To be clear, the recent issues these groups are promoting are sanctuary city and gun control. It's safe to say that these are platforms of the far left, but that is not the point. It could just as easily be mandatory school prayer. These are partisan issues that have little to no upside, but massive downside risk (lawsuits), to small local governments with very limited budgets.
We do not elect our town council members on a partisan basis. The ballot doesn't even list their political affiliations and, unless we asked them, we would likely never know. Why? Probably because we do not expect them to act in a partisan fashion as council members. Rather, we elect them for the "good reasons" stated above.

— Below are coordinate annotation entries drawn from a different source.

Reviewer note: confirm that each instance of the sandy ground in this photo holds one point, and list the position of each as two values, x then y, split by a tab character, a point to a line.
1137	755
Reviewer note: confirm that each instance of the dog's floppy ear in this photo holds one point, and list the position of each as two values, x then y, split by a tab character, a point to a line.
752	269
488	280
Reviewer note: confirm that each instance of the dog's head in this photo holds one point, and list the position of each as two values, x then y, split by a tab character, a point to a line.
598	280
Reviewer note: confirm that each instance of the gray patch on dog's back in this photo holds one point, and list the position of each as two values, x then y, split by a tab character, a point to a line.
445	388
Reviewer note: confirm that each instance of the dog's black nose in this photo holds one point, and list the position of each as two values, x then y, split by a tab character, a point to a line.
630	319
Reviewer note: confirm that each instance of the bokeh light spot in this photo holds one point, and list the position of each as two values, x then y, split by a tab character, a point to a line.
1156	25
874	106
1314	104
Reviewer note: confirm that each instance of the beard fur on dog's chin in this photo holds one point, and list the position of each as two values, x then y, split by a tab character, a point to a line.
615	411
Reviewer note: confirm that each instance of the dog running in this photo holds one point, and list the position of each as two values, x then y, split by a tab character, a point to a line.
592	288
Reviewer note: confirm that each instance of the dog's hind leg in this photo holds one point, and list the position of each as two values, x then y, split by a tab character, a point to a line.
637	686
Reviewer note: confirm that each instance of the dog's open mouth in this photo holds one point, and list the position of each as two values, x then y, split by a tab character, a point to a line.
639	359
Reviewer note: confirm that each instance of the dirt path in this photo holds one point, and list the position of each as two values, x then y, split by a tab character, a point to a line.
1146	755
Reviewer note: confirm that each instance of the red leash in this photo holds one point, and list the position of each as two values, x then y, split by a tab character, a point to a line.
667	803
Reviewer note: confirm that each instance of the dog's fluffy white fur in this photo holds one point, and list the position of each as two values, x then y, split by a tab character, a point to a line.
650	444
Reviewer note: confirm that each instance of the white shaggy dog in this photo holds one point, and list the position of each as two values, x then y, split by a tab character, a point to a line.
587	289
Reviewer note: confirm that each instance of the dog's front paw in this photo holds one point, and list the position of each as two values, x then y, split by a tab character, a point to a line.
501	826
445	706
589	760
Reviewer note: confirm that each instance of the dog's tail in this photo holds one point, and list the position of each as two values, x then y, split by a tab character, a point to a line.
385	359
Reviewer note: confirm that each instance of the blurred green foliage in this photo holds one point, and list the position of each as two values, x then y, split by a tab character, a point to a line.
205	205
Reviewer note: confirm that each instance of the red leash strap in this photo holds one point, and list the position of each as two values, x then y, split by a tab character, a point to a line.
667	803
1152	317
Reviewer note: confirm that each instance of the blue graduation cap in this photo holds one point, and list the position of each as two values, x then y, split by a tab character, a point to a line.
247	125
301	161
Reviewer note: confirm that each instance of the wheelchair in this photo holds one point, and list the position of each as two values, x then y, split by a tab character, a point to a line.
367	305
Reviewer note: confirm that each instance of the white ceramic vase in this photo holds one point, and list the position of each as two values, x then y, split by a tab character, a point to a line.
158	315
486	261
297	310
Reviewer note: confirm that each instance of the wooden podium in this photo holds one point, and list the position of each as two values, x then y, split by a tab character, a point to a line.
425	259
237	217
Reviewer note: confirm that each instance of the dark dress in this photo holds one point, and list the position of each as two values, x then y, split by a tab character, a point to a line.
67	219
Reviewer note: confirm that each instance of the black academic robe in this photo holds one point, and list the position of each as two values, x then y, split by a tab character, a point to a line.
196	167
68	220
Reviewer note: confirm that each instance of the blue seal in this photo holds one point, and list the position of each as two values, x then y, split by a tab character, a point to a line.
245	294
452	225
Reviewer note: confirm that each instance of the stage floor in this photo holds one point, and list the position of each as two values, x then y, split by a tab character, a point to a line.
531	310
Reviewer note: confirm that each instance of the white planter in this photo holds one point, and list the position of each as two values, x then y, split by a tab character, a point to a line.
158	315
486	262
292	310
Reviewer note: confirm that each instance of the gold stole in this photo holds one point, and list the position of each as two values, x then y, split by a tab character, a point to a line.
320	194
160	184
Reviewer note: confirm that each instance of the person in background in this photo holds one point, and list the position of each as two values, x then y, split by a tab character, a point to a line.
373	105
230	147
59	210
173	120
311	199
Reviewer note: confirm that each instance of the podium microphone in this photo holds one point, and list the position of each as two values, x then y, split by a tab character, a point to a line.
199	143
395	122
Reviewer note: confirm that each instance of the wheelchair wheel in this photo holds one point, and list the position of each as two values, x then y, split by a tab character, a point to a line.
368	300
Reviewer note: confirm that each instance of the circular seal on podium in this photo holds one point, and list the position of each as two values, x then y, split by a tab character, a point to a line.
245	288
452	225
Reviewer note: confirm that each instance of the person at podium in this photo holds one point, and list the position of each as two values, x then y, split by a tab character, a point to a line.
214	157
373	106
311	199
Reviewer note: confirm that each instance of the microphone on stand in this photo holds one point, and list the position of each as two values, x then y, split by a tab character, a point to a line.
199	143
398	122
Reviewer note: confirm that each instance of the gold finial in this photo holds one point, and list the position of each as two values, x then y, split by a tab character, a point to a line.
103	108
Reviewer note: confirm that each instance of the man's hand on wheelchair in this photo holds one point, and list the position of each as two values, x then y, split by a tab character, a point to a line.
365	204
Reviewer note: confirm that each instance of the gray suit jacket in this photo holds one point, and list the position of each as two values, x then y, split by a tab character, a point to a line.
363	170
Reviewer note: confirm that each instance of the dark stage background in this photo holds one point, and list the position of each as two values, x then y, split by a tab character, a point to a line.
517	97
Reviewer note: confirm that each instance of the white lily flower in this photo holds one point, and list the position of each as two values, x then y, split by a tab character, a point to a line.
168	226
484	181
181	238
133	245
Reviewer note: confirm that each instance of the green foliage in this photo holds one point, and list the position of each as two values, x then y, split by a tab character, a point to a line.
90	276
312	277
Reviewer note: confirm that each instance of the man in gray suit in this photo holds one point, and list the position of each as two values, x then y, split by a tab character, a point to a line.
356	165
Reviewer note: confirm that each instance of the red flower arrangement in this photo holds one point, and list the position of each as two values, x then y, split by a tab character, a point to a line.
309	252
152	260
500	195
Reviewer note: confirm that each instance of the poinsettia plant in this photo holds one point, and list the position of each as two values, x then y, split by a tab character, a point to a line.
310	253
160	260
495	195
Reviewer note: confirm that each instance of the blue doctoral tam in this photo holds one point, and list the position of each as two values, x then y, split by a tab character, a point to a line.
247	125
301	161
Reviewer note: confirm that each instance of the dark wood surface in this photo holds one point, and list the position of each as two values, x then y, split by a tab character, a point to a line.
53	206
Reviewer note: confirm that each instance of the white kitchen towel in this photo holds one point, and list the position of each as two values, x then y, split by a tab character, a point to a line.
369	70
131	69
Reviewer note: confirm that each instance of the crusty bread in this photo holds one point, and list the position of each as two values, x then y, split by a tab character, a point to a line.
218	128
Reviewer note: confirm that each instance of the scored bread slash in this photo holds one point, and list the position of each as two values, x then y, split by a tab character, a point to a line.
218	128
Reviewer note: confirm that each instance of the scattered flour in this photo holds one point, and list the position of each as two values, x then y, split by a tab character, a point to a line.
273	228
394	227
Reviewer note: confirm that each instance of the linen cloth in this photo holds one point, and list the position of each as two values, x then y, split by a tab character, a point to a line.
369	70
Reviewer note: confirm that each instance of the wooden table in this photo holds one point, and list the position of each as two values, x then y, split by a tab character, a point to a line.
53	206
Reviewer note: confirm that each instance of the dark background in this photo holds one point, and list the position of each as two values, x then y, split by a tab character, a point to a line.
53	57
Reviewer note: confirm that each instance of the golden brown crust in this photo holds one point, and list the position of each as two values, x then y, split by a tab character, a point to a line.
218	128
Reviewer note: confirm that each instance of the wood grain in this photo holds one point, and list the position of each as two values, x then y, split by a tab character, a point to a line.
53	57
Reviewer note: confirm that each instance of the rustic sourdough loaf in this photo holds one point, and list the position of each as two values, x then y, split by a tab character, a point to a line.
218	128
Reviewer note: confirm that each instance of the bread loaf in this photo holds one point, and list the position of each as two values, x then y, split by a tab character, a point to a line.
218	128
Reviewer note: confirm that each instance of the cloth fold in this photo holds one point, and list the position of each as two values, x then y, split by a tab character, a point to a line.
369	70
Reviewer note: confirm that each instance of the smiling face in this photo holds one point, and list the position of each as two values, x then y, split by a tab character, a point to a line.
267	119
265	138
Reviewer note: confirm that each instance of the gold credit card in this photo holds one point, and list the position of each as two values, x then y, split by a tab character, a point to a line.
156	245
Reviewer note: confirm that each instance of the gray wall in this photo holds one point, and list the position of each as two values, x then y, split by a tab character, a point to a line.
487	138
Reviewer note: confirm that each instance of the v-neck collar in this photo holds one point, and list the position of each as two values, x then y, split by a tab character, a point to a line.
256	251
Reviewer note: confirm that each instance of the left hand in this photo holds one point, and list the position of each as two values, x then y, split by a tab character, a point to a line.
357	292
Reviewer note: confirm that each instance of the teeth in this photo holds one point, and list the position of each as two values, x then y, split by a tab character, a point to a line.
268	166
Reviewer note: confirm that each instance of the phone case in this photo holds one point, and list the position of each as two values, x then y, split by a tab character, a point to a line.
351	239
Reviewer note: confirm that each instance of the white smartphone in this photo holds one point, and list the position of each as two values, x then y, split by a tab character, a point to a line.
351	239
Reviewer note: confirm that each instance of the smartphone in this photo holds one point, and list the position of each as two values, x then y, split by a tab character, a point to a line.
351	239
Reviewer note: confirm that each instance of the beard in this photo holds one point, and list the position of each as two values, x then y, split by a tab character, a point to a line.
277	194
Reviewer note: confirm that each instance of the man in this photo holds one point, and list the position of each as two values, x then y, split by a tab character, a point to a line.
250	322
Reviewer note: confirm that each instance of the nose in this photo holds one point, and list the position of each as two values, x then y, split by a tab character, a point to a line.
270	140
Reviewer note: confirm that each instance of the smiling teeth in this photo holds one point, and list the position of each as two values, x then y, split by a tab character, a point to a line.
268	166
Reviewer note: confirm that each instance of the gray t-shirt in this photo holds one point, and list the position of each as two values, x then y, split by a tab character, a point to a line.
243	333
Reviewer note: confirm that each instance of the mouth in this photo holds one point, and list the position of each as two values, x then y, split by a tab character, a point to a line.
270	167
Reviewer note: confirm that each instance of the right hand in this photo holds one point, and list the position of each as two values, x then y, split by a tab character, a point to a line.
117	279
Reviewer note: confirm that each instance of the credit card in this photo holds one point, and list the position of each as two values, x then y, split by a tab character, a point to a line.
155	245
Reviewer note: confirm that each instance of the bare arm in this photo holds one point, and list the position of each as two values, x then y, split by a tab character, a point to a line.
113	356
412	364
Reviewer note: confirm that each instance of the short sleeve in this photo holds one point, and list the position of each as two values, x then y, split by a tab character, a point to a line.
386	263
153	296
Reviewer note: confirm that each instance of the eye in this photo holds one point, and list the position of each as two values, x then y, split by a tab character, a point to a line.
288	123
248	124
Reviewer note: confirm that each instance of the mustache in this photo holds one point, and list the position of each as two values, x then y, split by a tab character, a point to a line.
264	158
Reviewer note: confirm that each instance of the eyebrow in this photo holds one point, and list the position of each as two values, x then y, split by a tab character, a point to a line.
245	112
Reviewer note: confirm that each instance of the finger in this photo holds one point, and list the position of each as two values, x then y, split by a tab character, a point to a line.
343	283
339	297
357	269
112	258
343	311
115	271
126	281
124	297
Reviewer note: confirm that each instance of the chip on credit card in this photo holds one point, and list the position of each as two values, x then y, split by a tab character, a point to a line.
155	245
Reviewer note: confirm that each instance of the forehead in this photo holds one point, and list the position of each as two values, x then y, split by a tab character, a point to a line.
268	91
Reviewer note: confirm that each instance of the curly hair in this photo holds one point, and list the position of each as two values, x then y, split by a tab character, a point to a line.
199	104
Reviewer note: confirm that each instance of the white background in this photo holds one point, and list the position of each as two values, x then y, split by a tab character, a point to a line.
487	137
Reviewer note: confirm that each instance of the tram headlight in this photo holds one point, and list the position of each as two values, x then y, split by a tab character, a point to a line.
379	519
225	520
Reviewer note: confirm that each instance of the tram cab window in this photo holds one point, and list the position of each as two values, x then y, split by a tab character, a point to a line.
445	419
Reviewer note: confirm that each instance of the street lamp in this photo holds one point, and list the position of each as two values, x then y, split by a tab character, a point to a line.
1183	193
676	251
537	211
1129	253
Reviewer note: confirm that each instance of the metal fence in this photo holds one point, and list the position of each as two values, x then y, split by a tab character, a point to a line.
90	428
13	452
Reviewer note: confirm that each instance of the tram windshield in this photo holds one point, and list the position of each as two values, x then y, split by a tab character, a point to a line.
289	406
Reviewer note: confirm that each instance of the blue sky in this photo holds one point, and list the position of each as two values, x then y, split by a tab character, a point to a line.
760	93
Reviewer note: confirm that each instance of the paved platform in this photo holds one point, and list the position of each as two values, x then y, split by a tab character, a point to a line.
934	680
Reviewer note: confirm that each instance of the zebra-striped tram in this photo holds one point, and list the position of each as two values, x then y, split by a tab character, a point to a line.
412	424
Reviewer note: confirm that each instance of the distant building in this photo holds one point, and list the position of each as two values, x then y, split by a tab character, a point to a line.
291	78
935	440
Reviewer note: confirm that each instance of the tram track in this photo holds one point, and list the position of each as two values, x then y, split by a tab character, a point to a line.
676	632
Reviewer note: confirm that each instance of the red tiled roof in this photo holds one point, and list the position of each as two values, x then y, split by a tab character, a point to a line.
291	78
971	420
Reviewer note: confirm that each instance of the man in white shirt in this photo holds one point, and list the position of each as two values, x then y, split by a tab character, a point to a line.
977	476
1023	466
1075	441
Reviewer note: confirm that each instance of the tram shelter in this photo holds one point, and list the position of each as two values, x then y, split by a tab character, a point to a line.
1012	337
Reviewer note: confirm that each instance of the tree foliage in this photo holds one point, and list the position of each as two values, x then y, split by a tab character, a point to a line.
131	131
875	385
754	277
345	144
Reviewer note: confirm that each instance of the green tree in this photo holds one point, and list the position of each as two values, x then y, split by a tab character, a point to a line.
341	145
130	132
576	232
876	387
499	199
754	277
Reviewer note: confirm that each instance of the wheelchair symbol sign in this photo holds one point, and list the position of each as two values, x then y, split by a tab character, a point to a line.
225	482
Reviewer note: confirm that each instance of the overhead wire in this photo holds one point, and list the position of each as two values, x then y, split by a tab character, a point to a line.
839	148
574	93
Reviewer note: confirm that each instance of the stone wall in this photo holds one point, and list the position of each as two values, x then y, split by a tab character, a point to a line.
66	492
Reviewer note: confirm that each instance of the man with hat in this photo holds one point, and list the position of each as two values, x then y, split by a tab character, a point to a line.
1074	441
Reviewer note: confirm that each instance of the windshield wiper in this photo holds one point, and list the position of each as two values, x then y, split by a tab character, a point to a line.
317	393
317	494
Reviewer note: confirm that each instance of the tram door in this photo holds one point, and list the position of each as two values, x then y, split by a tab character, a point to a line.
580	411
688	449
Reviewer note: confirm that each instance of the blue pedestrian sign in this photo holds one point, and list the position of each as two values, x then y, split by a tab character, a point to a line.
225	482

And so, it is time for those of us from the middle of the political spectrum to stand up and take notice. Attend council meetings and speak. E-mail your Council members and let them know how you feel. I'm reasonably certain the vast majority of us want them to manage our towns in a fiscally responsible manner, with cost/benefit analyses reviewed before every expenditure. Let the extremists promote their positions, but let them bear the cost and risk themselves. Otherwise, we all might find ourselves on our hands and knees, praying mandatorily, to the King of Sanctuary City, asking for our guns back.